Penderitaan Wanita Korut yang Dipulangkan: Penyiksaan tak Manusiawi

Oleh Huh Su-kyung*
Salah satu pelanggaran hak asasi manusia (HAM) paling serius yang terjadi di Korea Utara adalah praktik aborsi paksa. Wanita Korea Utara (Korut), yang mencari kehidupan yang lebih baik, menyeberangi perbatasan ke China.
Namun, jika tertangkap dan dipulangkan, mereka menghadapi nasib yang brutal dan tidak berperasaan. Di antara aspek yang paling mengerikan dari nasib ini adalah perlakuan terhadap perempuan hamil, sesuatu yang mengungkapkan kedalaman kekejaman manusia.
Mimpi buruk
Para pembelot yang dipulangkan secara paksa ke Korut biasanya ditahan di fasilitas yang dioperasikan oleh Departemen Keamanan Negara atau Kementerian Keamanan Publik. Di sana, mereka dipaksa menghabiskan sebagian besar hari mereka dengan membungkuk di lantai yang dingin.
Makanan dibatasi segenggam biji jagung dan semangkuk sup air asin per hari. Sementara semua pembelot yang dipulangkan mengalami kondisi yang tidak manusiawi ini, para wanita menghadapi pelecehan yang lebih mengerikan, terutama mereka yang sedang hamil.
Awal dari aborsi paksa para pembelot yang hamil dicap oleh otoritas Korut sebagai "pengkhianat yang membawa benih orang asing". Rezim tersebut menganggap anak-anak yang dikandung dengan pria asing, terutama orang China, sebagai "hibrida" dan penghinaan terhadap kemurnian sistem.

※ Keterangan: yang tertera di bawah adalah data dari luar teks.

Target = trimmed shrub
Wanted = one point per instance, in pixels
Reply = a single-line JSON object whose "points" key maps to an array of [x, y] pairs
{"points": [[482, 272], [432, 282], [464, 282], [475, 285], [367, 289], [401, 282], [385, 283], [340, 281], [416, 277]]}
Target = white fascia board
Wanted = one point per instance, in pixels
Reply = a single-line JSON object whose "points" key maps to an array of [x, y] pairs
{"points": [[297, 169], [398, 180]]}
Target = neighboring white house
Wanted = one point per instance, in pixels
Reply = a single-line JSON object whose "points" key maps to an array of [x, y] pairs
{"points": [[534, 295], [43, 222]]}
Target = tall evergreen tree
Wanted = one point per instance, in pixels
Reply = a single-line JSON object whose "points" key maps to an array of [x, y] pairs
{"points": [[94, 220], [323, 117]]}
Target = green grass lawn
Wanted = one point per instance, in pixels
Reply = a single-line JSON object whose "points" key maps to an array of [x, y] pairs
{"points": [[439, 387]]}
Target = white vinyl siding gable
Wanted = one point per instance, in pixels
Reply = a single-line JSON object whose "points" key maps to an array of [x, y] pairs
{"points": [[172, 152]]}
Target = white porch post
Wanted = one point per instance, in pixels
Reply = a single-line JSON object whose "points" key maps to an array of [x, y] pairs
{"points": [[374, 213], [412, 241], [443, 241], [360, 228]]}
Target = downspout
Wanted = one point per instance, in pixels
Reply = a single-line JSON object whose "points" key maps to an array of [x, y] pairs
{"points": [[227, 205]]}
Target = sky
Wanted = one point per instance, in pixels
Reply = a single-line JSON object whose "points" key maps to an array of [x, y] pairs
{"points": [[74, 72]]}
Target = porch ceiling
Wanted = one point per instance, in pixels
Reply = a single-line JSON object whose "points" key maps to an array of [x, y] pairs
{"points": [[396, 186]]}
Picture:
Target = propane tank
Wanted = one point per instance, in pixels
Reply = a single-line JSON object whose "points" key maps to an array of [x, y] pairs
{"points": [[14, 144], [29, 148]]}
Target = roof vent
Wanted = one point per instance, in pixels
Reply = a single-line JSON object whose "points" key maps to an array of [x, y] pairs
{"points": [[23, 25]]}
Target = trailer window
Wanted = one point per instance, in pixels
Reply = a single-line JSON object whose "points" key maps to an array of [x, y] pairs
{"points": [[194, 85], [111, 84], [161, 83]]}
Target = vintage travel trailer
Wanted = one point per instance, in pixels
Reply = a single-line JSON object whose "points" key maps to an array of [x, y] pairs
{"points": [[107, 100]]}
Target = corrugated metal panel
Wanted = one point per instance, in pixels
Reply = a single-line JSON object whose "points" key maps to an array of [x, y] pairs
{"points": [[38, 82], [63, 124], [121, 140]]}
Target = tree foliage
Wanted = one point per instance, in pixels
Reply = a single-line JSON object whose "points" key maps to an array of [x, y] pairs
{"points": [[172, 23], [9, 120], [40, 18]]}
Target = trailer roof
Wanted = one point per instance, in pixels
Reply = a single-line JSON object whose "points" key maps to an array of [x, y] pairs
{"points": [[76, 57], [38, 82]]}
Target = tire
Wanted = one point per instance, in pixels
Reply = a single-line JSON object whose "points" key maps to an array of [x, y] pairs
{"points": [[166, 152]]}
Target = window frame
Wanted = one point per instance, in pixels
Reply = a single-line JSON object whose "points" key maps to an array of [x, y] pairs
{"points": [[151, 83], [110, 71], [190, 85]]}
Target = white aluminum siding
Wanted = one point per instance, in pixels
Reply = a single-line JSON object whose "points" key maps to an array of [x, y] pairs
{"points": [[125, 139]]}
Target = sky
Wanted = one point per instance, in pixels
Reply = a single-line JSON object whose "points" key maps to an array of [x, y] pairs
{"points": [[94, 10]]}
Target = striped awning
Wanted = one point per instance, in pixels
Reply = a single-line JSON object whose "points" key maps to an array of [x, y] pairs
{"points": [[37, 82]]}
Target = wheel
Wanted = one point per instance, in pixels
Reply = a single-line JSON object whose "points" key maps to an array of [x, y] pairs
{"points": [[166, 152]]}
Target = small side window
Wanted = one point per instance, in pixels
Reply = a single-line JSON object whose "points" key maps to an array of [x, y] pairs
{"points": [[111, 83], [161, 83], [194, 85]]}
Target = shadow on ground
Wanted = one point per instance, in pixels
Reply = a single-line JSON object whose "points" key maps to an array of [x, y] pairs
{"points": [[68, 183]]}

Selama penahanan, para wanita menjadi sasaran interogasi paksa tentang kehamilan mereka. Pemukulan dan pemeriksaan fisik yang invasif adalah hal yang umum, dilakukan tanpa memperhatikan martabat atau kemanusiaan mereka. Jika seorang wanita ditemukan hamil oleh seorang pria China, dia dibawa secara paksa ke rumah sakit.
Prosedur yang dilakukan setelahnya lebih kejam daripada medis. Dalam kondisi yang tidak higienis, tanpa perawatan profesional, jarum yang panjang dan tebal digunakan untuk menusuk rahim dan membunuh janin. Berdarah dan terluka, wanita itu segera dikirim kembali ke pusat penahanan.